For instance, imagine you have a page that you don’t want indexed. If you block it in robots.txt and add a No Index tag, search engines won’t crawl the page to recognize the No Index directive, defeating its purpose.

Instead, you should allow search engines to crawl the page, so they can detect the No Index Robots Meta and drop it from their index.

Example Scenario:

Correct Method: Allow search engines to crawl a URL, such as https://example.com/private-info, and add a No Index tag in the page's header.
Incorrect Method: Block https://example.com/private-info in robots.txt and add a No Index tag simultaneously.

Finally, robots.txt is best used for blocking files like PDFs, images, or feeds, where adding a No Index directive isn’t possible. For example, you might block https://example.com/files/document.pdf in robots.txt because PDFs don’t support Robots Meta tags.

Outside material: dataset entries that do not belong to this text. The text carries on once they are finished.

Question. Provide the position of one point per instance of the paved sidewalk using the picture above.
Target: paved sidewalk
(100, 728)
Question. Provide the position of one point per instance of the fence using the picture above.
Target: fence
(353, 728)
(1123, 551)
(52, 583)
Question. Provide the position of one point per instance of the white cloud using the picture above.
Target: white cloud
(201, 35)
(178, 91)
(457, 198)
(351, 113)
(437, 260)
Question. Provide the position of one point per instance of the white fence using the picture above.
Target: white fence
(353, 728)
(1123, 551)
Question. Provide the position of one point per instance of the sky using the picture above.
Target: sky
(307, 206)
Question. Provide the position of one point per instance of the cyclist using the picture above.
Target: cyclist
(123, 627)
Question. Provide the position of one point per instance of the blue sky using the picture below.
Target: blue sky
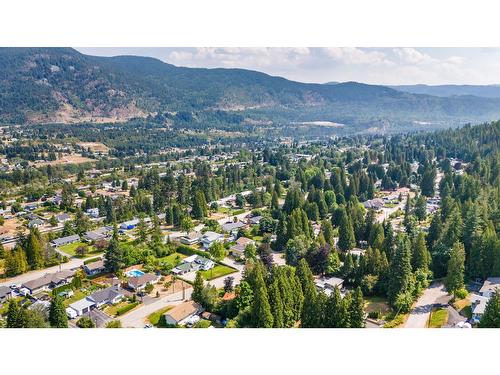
(369, 65)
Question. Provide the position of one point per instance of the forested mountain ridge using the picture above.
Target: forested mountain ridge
(41, 85)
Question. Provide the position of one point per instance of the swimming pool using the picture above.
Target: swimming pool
(134, 273)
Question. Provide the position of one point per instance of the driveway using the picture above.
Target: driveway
(137, 318)
(435, 294)
(32, 275)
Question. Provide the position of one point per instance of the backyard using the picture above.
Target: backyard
(218, 271)
(70, 249)
(438, 318)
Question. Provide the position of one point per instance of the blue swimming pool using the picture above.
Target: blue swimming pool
(134, 273)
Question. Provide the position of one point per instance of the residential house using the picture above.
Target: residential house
(108, 296)
(209, 238)
(80, 307)
(49, 281)
(490, 286)
(238, 249)
(478, 305)
(65, 240)
(94, 268)
(138, 283)
(191, 238)
(102, 233)
(35, 223)
(182, 313)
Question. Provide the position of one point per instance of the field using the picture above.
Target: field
(438, 318)
(218, 271)
(154, 318)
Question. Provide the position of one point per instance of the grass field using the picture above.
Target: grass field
(154, 318)
(218, 271)
(173, 259)
(70, 249)
(438, 318)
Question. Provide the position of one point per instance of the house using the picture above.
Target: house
(191, 238)
(489, 287)
(375, 204)
(5, 293)
(478, 305)
(102, 233)
(131, 224)
(49, 281)
(193, 263)
(209, 238)
(254, 220)
(238, 250)
(65, 240)
(35, 223)
(139, 282)
(108, 296)
(80, 307)
(94, 268)
(181, 314)
(232, 227)
(62, 218)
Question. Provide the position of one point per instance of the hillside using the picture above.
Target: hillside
(41, 85)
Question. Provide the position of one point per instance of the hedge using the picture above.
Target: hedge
(126, 308)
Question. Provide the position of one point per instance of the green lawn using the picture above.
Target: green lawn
(173, 259)
(154, 318)
(218, 271)
(70, 249)
(438, 318)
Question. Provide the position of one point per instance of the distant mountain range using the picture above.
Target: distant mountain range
(42, 85)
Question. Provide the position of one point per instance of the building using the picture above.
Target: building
(209, 238)
(191, 238)
(478, 305)
(65, 240)
(375, 204)
(99, 234)
(138, 283)
(94, 268)
(232, 227)
(182, 313)
(238, 250)
(193, 263)
(79, 308)
(108, 296)
(489, 287)
(49, 281)
(5, 293)
(62, 218)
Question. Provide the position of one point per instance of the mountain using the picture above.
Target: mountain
(42, 85)
(485, 91)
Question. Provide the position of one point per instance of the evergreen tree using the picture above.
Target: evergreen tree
(455, 275)
(491, 316)
(346, 232)
(57, 313)
(357, 310)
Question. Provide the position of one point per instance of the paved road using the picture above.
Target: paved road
(73, 263)
(434, 294)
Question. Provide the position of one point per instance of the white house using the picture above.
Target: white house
(211, 237)
(182, 313)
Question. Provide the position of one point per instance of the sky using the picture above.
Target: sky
(387, 66)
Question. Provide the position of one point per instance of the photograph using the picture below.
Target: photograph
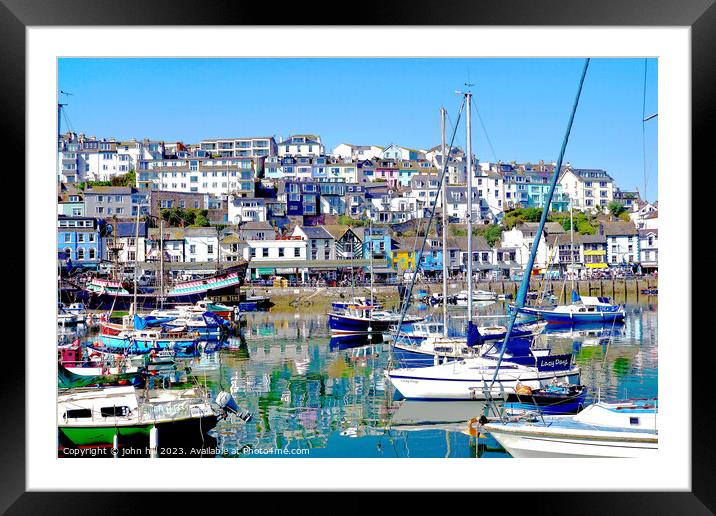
(357, 257)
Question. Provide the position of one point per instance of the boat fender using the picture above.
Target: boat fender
(472, 427)
(523, 389)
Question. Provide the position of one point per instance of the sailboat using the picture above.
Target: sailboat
(484, 377)
(366, 318)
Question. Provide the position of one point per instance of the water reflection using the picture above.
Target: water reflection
(307, 390)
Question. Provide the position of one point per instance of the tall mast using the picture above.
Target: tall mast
(136, 256)
(468, 121)
(370, 249)
(444, 213)
(571, 247)
(161, 263)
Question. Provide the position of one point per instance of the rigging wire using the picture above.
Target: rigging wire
(487, 136)
(519, 301)
(643, 131)
(406, 302)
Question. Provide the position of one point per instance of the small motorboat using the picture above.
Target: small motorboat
(585, 309)
(603, 429)
(551, 399)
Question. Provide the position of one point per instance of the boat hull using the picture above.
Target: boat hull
(544, 445)
(138, 435)
(417, 387)
(347, 324)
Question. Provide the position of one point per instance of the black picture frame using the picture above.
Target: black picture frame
(700, 15)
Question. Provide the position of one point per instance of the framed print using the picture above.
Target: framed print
(414, 255)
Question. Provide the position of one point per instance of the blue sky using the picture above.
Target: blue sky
(524, 104)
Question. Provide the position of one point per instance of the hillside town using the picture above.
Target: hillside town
(293, 210)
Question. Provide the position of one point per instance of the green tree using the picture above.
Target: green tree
(201, 220)
(616, 208)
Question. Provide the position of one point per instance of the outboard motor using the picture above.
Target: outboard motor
(227, 402)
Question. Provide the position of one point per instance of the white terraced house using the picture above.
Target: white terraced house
(301, 145)
(589, 189)
(250, 147)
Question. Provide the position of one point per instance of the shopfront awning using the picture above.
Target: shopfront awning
(383, 270)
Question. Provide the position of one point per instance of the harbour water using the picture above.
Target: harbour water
(316, 396)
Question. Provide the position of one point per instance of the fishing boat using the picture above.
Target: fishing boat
(583, 309)
(339, 306)
(206, 325)
(552, 399)
(603, 429)
(146, 339)
(418, 332)
(478, 295)
(93, 416)
(472, 378)
(107, 294)
(485, 377)
(254, 303)
(366, 319)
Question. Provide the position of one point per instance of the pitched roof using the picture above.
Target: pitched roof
(336, 230)
(618, 228)
(112, 190)
(315, 232)
(255, 225)
(129, 229)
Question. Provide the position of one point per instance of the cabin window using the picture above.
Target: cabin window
(77, 413)
(114, 411)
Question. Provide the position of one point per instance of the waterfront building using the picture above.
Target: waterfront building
(521, 237)
(482, 256)
(396, 152)
(649, 249)
(121, 202)
(589, 189)
(301, 197)
(333, 198)
(201, 244)
(301, 145)
(630, 200)
(378, 241)
(231, 246)
(256, 230)
(242, 209)
(356, 152)
(249, 147)
(282, 249)
(320, 243)
(424, 190)
(126, 242)
(79, 240)
(173, 245)
(219, 177)
(594, 251)
(622, 242)
(386, 171)
(407, 169)
(70, 201)
(348, 241)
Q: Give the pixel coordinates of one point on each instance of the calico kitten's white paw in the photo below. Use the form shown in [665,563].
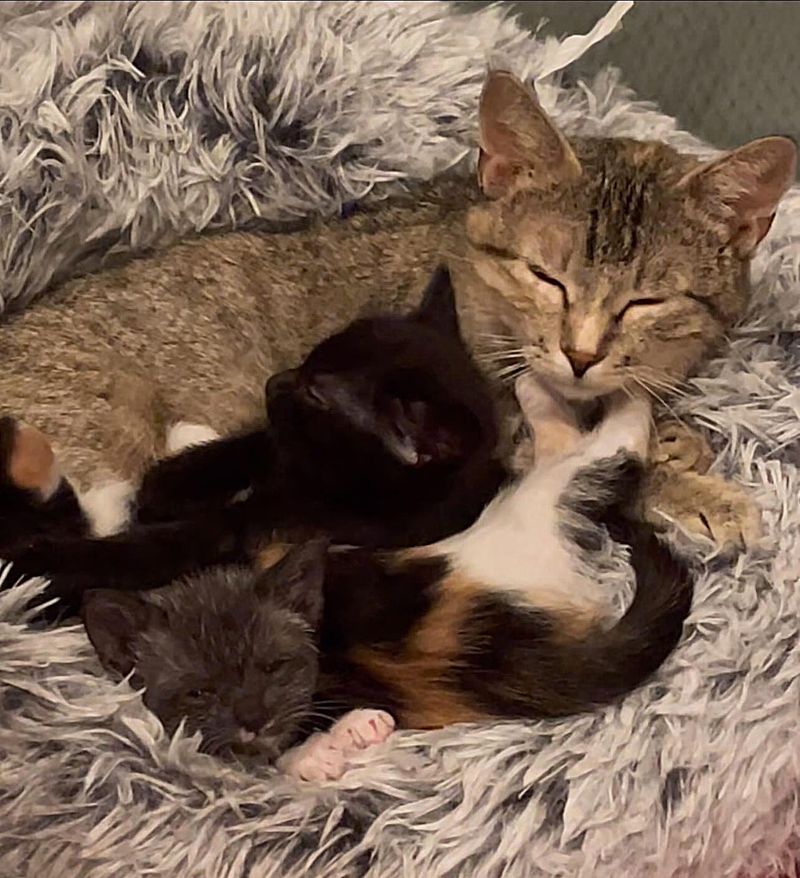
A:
[317,759]
[626,426]
[107,506]
[183,435]
[362,728]
[324,755]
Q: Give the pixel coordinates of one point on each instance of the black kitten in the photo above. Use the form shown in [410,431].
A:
[384,437]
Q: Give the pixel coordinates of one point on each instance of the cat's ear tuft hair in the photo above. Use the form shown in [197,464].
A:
[296,580]
[438,306]
[519,145]
[114,620]
[748,182]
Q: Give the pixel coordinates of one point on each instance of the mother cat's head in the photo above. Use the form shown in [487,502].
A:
[607,263]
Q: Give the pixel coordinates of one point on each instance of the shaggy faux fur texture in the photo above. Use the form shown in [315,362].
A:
[124,125]
[696,774]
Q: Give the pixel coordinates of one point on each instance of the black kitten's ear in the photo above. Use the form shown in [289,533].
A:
[114,620]
[296,580]
[438,307]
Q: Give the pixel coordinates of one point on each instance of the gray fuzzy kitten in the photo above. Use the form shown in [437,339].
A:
[597,264]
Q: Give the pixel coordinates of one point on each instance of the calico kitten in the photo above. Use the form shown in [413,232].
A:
[34,498]
[231,654]
[502,620]
[384,436]
[598,263]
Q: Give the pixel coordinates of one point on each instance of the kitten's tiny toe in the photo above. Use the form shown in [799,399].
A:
[363,728]
[317,759]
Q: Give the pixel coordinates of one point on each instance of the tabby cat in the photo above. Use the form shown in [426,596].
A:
[502,620]
[596,263]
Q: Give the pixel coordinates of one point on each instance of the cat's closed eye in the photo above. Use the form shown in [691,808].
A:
[540,274]
[637,303]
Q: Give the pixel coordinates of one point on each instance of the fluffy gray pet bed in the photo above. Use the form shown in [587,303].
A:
[695,774]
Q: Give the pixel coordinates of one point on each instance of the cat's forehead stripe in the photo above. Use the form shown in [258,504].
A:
[616,210]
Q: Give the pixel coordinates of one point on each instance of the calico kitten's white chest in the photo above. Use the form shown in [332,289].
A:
[517,546]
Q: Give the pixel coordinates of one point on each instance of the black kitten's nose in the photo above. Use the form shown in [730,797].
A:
[581,361]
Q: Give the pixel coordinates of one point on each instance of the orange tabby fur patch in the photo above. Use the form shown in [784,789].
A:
[32,462]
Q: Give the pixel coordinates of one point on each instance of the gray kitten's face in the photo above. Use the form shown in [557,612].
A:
[225,652]
[238,668]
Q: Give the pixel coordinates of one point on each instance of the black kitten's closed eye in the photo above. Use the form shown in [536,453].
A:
[637,303]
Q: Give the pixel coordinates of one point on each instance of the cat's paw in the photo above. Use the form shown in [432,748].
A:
[324,755]
[362,728]
[626,425]
[705,506]
[679,447]
[318,759]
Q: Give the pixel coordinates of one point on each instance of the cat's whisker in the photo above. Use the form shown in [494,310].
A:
[652,392]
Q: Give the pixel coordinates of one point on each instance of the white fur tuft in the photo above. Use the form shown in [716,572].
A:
[184,435]
[108,506]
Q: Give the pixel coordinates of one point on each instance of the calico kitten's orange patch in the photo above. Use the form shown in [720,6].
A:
[420,676]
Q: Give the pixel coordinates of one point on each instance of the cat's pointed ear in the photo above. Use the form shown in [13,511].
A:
[748,183]
[519,145]
[296,580]
[114,620]
[438,306]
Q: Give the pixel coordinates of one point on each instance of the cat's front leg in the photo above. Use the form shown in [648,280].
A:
[324,755]
[679,489]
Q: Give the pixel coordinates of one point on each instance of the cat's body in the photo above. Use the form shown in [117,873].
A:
[597,264]
[107,363]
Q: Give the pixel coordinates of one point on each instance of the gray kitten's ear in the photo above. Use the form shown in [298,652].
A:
[438,306]
[519,144]
[114,621]
[748,183]
[296,580]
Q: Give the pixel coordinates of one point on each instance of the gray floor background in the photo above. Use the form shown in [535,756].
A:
[728,71]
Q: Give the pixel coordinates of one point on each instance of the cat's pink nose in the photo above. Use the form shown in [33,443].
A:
[581,361]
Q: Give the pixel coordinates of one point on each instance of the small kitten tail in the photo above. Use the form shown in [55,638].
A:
[611,663]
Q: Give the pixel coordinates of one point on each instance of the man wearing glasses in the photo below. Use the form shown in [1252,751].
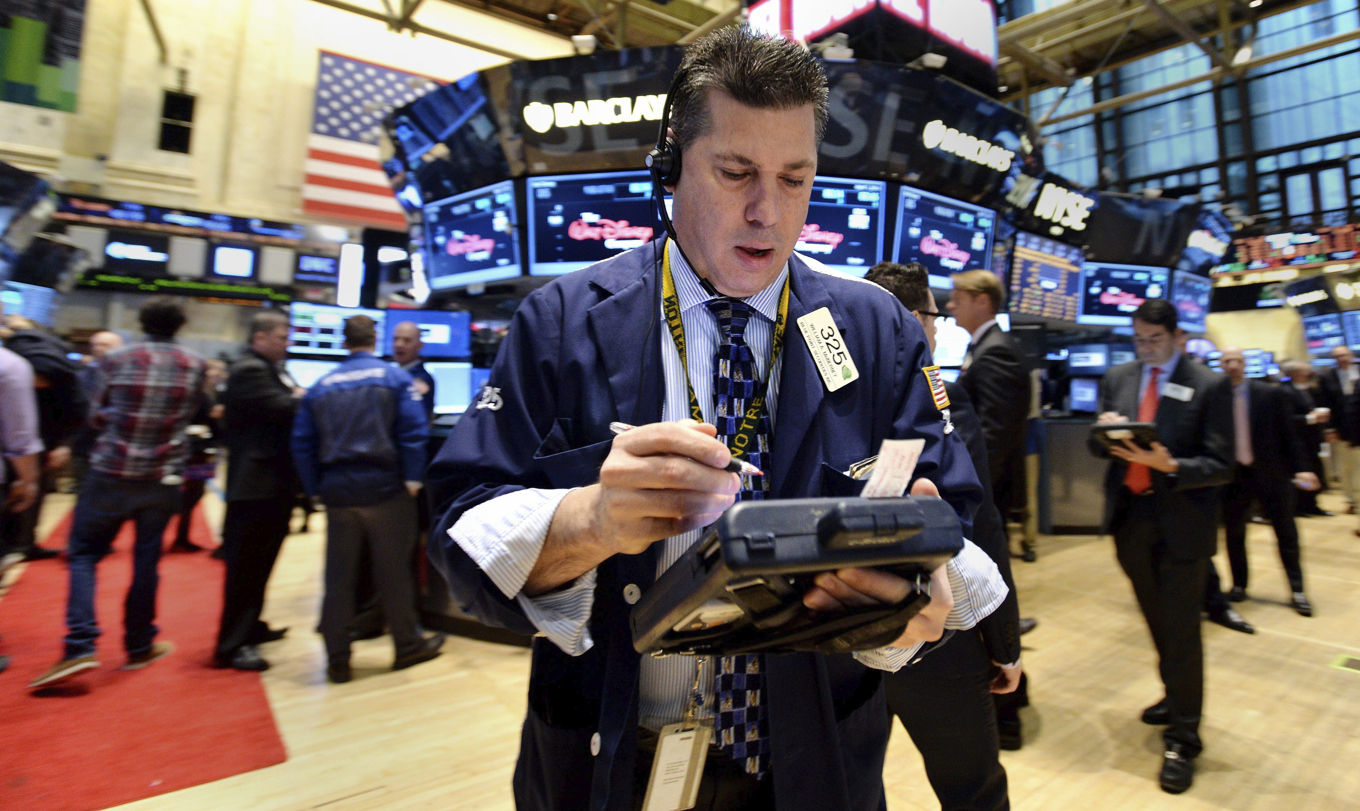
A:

To add a noindex tag to a page, edit the page in WordPress and scroll to the AIOSEO Settings section. Under the Advanced tab, you'll see a setting for Robots Settings with a toggle that's set to Use Default Settings.

Change the toggle to off, and you'll see some checkboxes under the Robots Meta heading.

Check the box for No Index and click the Update button for your post. This post will not be indexed by search engines and will not appear in search results. This process may take a while for Google to de-index your URLs.

Handling External Links to Blocked Pages

If external sites link to a blocked page, Google may still index it using limited data. To resolve this, contact the external site and request they update their link to a more relevant URL. Alternatively, use AIOSEO’s Redirect Manager to create a 301 redirect from the blocked page to a suitable URL. This ensures both users and search engines are directed to the correct content.

NOTE:
The Redirection Manager feature is available to customers with a Pro plan or above for All in One SEO Pro.

Upgrade to All in One SEO Pro today to get Redirection Manager and many more features!

Ask Google to Revalidate Your URLs

After applying these fixes, log in to your Google Search Console and use the URL Inspection Tool to test the affected URL.

Click Request Indexing to notify Google of the changes. This step prompts Google to re-crawl the page and update its status accordingly.

If you’ve resolved all instances of the error, you can ask Google to revalidate your URLs in bulk. On the Page Indexing page in Google Search Console, click the Validate Fix button. This informs Google that the issues have been addressed and the URLs are ready for indexing.

Occasionally, Google might report false positives. In such cases, revalidation ensures these URLs are reviewed again.

NOTE:
If you missed a fix, validation will stop when Google finds a single remaining instance of that issue.

Also, it’s important to remember that, you shouldn’t click Validate fix again until validation has succeeded or failed. You may learn here how Google checks your fixes.

You can monitor the validation progress. Validation typically takes up to about two weeks, but in some cases can take much longer, so please be patient. You will receive a notification via your email when validation succeeds or fails.

Avoiding Similar Issues in the Future

To prevent this error from recurring:

Regularly review your robots.txt file to ensure it aligns with your indexing goals.
Use Noindex Meta tags for pages that should not appear in search results, rather than blocking them in robots.txt.
Monitor your site’s crawling and indexing issues using Google Search Console and AIOSEO’s built-in tools.

The “Indexed, though Blocked by robots.txt” error can be resolved by updating your robots.txt file, adjusting meta directives, or managing external links. By leveraging AIOSEO’s comprehensive tools, you can address these issues effectively and maintain a healthy, optimized website.